Our final inspiration was based on the paradigm used by WhatsApp; where user's send short video or audio messages to each other. This paradigm is already popular in many of the countries covered by Compassion's host organizations.
What it does
Our final solution receives text and video SMS/MMS messages from a user (either Sponsor or Sponsored child) to an anonymized phone number (which can be shared in a many-to-many relationship), translates these messages between the user and target's native languages, and then sends the target a series of messages with content based on the original input. For cases where a video is sent, then two messages are received by the target; the first is the original video, the second is a Polly voice audio file with a translated version of the audio from the video. In the case
How we built it
We used Twilio for the input and output endpoints for text messages, which allows for anonymous sourcing for both parties. For the processing, Twilio calls the AWS API Gateway, which in turn calls a Lambda function to upload the SMS/MMS contents to an S3 bucket. A Lambda triggers on upload to the S3 bucket, resulting in the AWS Transcribe service being called. This causes a new text document to be uploaded into a staging bucket, which is in turn translated utilizing AWS Translate. The translated text is insert into a DynamoDB table, flagged for moderation if required based on keyword analysis. The translated text is then sent to AWS Polly for creation of the associated audio files.

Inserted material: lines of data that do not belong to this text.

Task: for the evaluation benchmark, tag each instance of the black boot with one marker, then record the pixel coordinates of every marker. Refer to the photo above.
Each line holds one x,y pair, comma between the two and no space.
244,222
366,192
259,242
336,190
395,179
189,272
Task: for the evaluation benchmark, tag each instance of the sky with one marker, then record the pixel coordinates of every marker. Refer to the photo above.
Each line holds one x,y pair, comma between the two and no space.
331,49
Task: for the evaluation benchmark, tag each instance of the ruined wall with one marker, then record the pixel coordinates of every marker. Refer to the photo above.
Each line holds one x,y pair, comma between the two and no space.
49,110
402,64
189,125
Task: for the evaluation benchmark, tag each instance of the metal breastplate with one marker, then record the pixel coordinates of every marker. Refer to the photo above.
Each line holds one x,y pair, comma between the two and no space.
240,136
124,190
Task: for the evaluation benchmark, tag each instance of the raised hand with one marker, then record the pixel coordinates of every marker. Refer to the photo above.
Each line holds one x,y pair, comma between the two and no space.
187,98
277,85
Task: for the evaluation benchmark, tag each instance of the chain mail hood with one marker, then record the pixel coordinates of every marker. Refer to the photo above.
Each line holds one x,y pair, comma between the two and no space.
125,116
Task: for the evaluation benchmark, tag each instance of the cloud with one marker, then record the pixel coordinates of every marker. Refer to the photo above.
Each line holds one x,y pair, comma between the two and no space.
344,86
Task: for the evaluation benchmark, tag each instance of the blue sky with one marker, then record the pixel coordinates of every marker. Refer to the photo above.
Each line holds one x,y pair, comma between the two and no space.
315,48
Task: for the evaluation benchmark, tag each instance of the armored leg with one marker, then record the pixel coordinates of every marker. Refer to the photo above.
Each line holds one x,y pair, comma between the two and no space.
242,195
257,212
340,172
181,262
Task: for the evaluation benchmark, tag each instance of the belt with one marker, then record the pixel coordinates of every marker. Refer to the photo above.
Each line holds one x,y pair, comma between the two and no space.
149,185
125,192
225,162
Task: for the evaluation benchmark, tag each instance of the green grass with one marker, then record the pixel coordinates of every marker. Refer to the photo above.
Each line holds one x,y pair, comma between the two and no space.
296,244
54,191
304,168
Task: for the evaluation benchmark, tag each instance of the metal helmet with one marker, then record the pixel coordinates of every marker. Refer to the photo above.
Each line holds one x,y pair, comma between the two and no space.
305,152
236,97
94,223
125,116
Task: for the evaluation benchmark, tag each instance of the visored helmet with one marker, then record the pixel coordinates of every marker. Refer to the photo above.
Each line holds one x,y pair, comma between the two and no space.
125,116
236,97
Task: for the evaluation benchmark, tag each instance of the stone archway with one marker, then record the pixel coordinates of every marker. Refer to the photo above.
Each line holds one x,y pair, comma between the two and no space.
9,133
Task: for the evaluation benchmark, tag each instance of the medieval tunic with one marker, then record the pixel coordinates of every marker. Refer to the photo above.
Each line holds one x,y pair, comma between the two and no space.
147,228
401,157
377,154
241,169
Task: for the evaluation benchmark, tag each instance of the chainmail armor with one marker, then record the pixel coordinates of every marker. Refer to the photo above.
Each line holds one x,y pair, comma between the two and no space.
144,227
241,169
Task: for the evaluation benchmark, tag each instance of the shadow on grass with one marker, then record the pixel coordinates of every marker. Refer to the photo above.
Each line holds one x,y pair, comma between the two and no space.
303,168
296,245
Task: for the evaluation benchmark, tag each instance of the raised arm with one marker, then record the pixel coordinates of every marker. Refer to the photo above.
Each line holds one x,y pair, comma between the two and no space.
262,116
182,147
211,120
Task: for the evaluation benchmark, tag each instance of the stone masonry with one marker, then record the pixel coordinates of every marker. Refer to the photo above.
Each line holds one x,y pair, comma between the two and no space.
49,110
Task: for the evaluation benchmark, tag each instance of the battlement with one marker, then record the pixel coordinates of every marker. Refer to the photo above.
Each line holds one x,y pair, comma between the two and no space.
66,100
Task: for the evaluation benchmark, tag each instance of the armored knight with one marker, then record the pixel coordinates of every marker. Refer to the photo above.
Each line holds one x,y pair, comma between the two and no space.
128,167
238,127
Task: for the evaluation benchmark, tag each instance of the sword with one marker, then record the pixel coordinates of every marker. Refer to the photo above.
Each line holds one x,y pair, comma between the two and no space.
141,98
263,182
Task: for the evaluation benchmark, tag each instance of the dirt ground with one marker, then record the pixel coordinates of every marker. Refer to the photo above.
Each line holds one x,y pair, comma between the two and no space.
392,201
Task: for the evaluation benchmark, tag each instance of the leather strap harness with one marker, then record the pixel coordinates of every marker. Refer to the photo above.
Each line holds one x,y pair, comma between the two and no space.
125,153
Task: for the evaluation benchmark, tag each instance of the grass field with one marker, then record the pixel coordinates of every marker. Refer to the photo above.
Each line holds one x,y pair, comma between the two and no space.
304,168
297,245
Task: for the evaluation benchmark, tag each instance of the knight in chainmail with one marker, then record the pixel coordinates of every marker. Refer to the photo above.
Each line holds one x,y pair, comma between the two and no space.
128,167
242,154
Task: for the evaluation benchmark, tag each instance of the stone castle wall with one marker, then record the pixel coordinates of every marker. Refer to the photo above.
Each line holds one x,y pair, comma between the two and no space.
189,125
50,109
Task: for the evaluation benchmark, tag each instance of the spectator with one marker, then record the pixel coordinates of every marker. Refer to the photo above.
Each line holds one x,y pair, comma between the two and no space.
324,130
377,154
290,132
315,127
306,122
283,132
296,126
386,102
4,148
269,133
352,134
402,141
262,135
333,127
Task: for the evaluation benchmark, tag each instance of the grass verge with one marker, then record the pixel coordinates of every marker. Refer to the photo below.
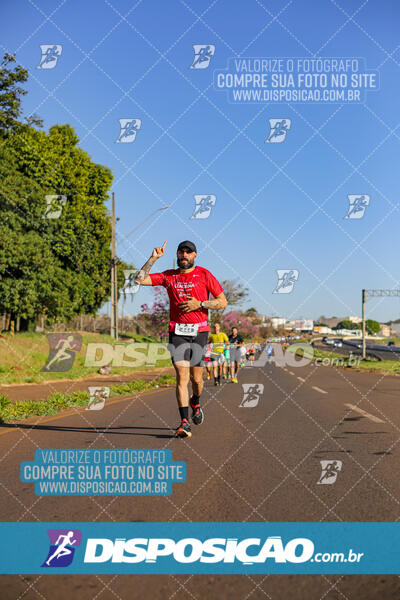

Lambda is then used to tell Twilio to send an SMS/MMS to the target user with the associated audio files and original video.
Challenges we ran into
With the original approach, latency...latency and more latency.
With the updated approach, the main issues were with validating the input and output formats were compatible with Twilio's MMS support.
Accomplishments that we are proud of
What we learned
Twilio's API, Serverless NodeJS, Polly, Translate, Kinesis Video Streams, Transcribe
What's next for Project Mind Stone
- Extend moderation application to include mapping of sponsor child to a given phone number ** Requires data from Compassion; need max count of sponsored children by sponsor
- Extend moderation application to ‘login child’ at host location to particular device
- Queue offline message until child is assigned temporary device
- Screen video messages for explicit content both directions